这表明$\|Tx\|\leq \|x\|, \ x\in \partial K^{\ast}_{\rho_{1}}$, 即$i_{K}(T, \ K^{\ast}_{\rho_{1}})=1$.设$e(t)\equiv 1, \ t\in [0, \ 1]$, 则$e\in \partial K_{1}$.此时必有$x\neq Tx+\lambda e, \ x\in \partial \Omega_{\rho_{2}}, \ \lambda \geq 0.$否则, 必存在$x_{0}\in \partial \Omega_{\rho_{2}}, \ \lambda_{0}\geq 0$使得$x_{0}=Tx_{0}+\lambda_{0} e.$但是

$ \begin{eqnarray*} x_{0}(t)&=&(Tx_{0})(t)+\lambda_{0} e(t)\geq \delta \|Tx_{0}\|+\lambda_{0}\\ &=&\delta \max\limits_{0\leq t\leq 1}|\int^{1}_{0}G(t, s)\int^{1}_{s}f^{\ast}(\tau, \ x(\tau))d\tau ds|+\lambda_{0}\\ &\geq& \delta\rho_{2} M\int^{1}_{0}(1-s)G(t, \ s)ds+\lambda_{0}\geq \rho_{2}+\lambda_{0}.\end{eqnarray*} $

这表明$\rho_{2}\geq \rho_{2}+\lambda_{0}, $矛盾.由引理2.1, $i_{K}(T, \ \Omega_{\rho_{2}})=0$.同理可证, $i_{K}(T, \ K^{\ast}_{\rho_{3}})=1$.这样, 辅助边值问题存在三个正解$x_{1}, \ x_{2}, \ x_{3}$使得

$x_{1}\in K^{\ast}_{\rho_{1}}, \ x_{2}\in \Omega_{\rho_{2}}\backslash \overline{K^{\ast}_{\rho_{1}}}, x_{3}\in K^{\ast}_{\rho_{3}}.$

易验证辅助边值问题$(\ast)$在$[\rho_{1}\phi(t), \ \infty)$中存在三个正解$x_{1}, \ x_{2}, \ x_{3}$, 这说明边值问题(1.1)存在至少三个正解.条件(H2)成立时, 正解的存在性同理可证.完全类似定理3.1, 可证得如下结论.

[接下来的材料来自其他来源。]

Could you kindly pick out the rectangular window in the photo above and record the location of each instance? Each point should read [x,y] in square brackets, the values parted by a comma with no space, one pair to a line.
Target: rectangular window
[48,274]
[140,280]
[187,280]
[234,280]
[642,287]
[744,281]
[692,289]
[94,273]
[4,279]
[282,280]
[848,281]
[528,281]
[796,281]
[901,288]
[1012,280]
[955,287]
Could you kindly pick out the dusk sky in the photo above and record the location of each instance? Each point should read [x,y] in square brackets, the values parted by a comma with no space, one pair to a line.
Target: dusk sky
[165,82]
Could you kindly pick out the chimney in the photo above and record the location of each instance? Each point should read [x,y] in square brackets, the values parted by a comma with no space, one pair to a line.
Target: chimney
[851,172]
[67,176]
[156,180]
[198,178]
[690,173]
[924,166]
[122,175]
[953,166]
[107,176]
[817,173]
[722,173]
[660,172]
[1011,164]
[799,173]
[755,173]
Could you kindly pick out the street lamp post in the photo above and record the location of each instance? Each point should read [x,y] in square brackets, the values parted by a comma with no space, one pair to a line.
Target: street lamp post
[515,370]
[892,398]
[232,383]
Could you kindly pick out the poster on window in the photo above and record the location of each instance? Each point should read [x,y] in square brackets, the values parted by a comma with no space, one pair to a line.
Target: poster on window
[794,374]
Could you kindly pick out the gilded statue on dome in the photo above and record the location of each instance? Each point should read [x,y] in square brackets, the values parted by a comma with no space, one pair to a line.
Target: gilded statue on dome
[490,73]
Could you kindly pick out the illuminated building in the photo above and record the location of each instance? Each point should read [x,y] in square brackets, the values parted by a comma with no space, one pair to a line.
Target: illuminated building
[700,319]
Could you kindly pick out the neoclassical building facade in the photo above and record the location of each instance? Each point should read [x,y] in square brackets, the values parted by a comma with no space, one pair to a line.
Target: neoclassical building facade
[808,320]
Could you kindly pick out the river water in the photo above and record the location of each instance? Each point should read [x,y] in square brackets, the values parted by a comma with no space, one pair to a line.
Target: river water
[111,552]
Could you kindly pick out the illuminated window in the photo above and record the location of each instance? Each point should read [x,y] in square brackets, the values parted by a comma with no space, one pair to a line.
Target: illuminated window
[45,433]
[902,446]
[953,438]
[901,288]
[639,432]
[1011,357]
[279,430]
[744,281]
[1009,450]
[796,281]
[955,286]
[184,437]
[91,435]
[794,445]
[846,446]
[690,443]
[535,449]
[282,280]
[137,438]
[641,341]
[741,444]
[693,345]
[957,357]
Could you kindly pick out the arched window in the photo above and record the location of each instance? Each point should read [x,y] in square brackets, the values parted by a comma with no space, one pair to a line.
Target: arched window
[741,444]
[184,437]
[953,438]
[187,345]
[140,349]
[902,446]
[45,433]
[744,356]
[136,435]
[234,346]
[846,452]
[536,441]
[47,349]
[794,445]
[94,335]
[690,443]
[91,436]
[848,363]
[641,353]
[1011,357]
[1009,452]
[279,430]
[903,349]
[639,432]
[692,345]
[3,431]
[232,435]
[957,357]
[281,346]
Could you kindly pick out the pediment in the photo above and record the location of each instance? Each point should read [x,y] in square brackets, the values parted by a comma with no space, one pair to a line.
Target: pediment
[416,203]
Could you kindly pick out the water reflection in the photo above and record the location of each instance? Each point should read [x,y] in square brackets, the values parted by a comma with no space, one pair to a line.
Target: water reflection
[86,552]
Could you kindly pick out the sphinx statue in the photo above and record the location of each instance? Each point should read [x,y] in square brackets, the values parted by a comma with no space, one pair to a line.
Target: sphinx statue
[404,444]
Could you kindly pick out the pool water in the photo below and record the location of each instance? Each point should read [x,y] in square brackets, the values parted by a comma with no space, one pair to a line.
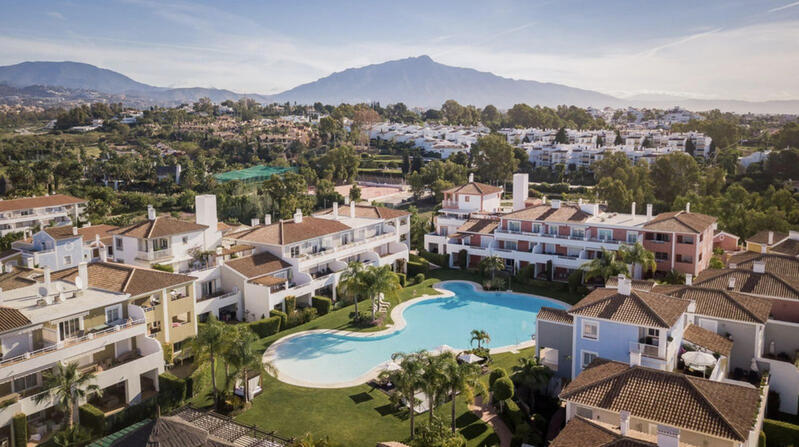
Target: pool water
[329,359]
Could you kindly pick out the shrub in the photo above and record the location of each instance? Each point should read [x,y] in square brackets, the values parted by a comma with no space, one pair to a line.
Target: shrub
[290,304]
[92,418]
[780,434]
[266,327]
[172,391]
[322,304]
[496,373]
[283,318]
[20,423]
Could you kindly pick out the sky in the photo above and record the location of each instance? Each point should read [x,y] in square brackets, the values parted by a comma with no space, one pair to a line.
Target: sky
[728,49]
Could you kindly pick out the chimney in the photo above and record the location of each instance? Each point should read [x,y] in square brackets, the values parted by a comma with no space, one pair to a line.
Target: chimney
[625,285]
[521,189]
[624,422]
[668,436]
[83,274]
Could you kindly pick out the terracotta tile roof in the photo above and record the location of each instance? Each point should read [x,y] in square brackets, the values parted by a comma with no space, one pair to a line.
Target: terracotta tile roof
[778,264]
[124,278]
[761,237]
[474,188]
[788,247]
[366,212]
[480,226]
[722,303]
[11,319]
[580,432]
[639,308]
[159,227]
[38,202]
[747,281]
[86,233]
[565,213]
[257,265]
[680,222]
[715,408]
[707,339]
[287,231]
[555,315]
[639,284]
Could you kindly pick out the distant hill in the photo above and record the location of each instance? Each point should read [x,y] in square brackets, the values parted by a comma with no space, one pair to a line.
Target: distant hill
[416,81]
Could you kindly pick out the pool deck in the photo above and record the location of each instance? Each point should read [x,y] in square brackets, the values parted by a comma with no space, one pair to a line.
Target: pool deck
[399,324]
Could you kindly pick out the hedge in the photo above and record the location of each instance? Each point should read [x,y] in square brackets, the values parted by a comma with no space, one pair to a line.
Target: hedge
[284,318]
[172,391]
[20,423]
[266,327]
[92,418]
[322,304]
[780,434]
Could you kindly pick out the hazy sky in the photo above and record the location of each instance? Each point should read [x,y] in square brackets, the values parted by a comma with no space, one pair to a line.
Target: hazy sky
[701,48]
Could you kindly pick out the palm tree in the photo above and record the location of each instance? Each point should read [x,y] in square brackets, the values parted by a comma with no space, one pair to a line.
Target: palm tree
[480,336]
[245,358]
[461,377]
[209,344]
[637,255]
[352,282]
[492,264]
[67,386]
[532,375]
[381,280]
[609,264]
[407,379]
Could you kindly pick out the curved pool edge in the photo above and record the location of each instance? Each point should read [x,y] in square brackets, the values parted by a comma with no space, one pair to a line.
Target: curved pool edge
[399,324]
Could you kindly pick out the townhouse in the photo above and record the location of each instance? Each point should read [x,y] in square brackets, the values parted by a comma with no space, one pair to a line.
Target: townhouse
[23,215]
[614,403]
[66,246]
[47,319]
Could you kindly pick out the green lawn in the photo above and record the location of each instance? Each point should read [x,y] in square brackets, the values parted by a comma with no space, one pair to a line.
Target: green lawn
[359,416]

定理 3.2 设条件(H)成立.此外, 下列条件之一成立:

(H3)存在正常数$\rho_{1}, \ \rho_{2}\in (0, \ \infty)$满足$\rho_{1}<\delta\rho_{2}$使得

(5) $ f(t, \ x)>0, \ t\in [0, \ 1], x\in [\rho_{1} \phi(t), \ \infty), $

(6) $ f^{\rho_{1}}_{\rho_{1}\phi(t)}\leq m, f^{\rho_{2}}_{\delta \rho_{2}}\geq M;$

(H4)存在正常数$\rho_{1}, \ \rho_{2}\in (0, \ \infty)$满足$\rho_{1}<\rho_{2}$使得

(7) $ f(t, \ x)>0, \ t\in [0, \ 1], x\in [\min\{\rho_{1}, \ \rho_{2}\phi(t)\}, \ \infty), $

(8) $ f^{\rho_{1}}_{\delta\rho_{1}}\geq M, f^{\rho_{2}}_{\rho_{2}\phi(t)}\leq m, $

则边值问题(1.1)在$K$中至少有一正解.

考虑如下三阶四点边值问题

$ \begin{eqnarray}\left \{ \begin{array}{l} x'''(t)+f(t, \ x(t))=0, \ t\in [0, 1], \\ x''(1)=0, \ x'(0)=0, \ x(1)=\frac{1}{2}x(\frac{1}{3})+\frac{1}{3}x(\frac{2}{3}), \end{array} \right. \end{eqnarray} $

(4.1)

其中

$ f(t, \ x)=\left \{ \begin{array}{ll} (x-\frac{1}{2}\phi(t))^{2}-\frac{1}{8}(\phi(t))^{2}, &{t\in [0, \ 1], x\in [0, \ \phi(t)], }\\ \frac{1}{8}(x-\phi(t))^{2}+\frac{1}{8}(\phi(t))^{2}, &{t\in [0, \ 1], \ x\in [\phi(t), \ 1]}, \\ \frac{1}{8}-\frac{1}{4}\phi(t)+\frac{1}{4}(\phi(t))^{2}+(x-1)^{2}, &{t\in [0, \ 1], \ x\in [1, \ 8]}, \\ \frac{1}{8}-\frac{1}{4}\phi(t)+\frac{1}{4}(\phi(t))^{2}+49-\sqrt{x-8}, &{t\in [0, \ 1], \ x\in [8, \ 11]}, \\ \frac{1}{8}-\frac{1}{4}\phi(t)+\frac{1}{4}(\phi(t))^{2}+49-\sqrt{3}+\sin(x-11), &{t\in [0, \ 1], \ x\in [11, \ 122]}. \end{array} \right. $

计算可得函数$G(t, s)$由下式给出

$ G(t, \ s)=\left \{ \begin{array}{ll} -s+\frac{11}{3}, &t\leq s, 0\leq s\leq \frac{1}{3}, \\ -t+\frac{11}{3}, &t\geq s, 0\leq s\leq \frac{1}{3}, \\ -4s+\frac{14}{3}, &t\leq s, \frac{1}{3}\leq s\leq \frac{2}{3}, \\ -3s-2t+\frac{14}{3}, &t\geq s, \frac{1}{3}\leq s\leq \frac{2}{3}, \\ 6-6s, &t\leq s, \frac{2}{3}\leq s\leq 1, \\ 6-t-5s, &t\geq s, \frac{2}{3}\leq s\leq 1. \end{array} \right. $

取$\rho_{1}=1, \rho_{2}=11, \ \rho_{3}=122$, 有$\delta=\frac{8}{11}, \ m=\frac{81}{122}, \ M=\frac{891}{652}.$易验证$f(t, \ x)$满足条件(H)和

(1) $f(t, \ x)>0, \ \ \ \ t\in [0, \ 1], \ \ \ x\in [\rho_{1} \phi(t), \ \infty); $

(2)~$f(t, \ x)<\frac{81}{122}, \ \ \ t\in [0, 1], \ \ \ x\in [\phi(t), \ 1];$

(3) $f(t, \ x)>\frac{9801}{652}, \ \ \ t\in [0, 1], \ \ \ x\in [8, \ 11];$

(4) $f(t, \ x)<81, \ \ \ t\in [0, 1], \ \ \ x\in [122\phi(t), \ 122].$

这样定理3.1的所有条件均满足, 因此, 问题(4.1)至少存在三个单调递增的凸正解.

注 问题(4.1)中非线性项是变号的, 已有文献中对三阶边值问题正解存在性的讨论, 就作者所知, 均无法适用此问题.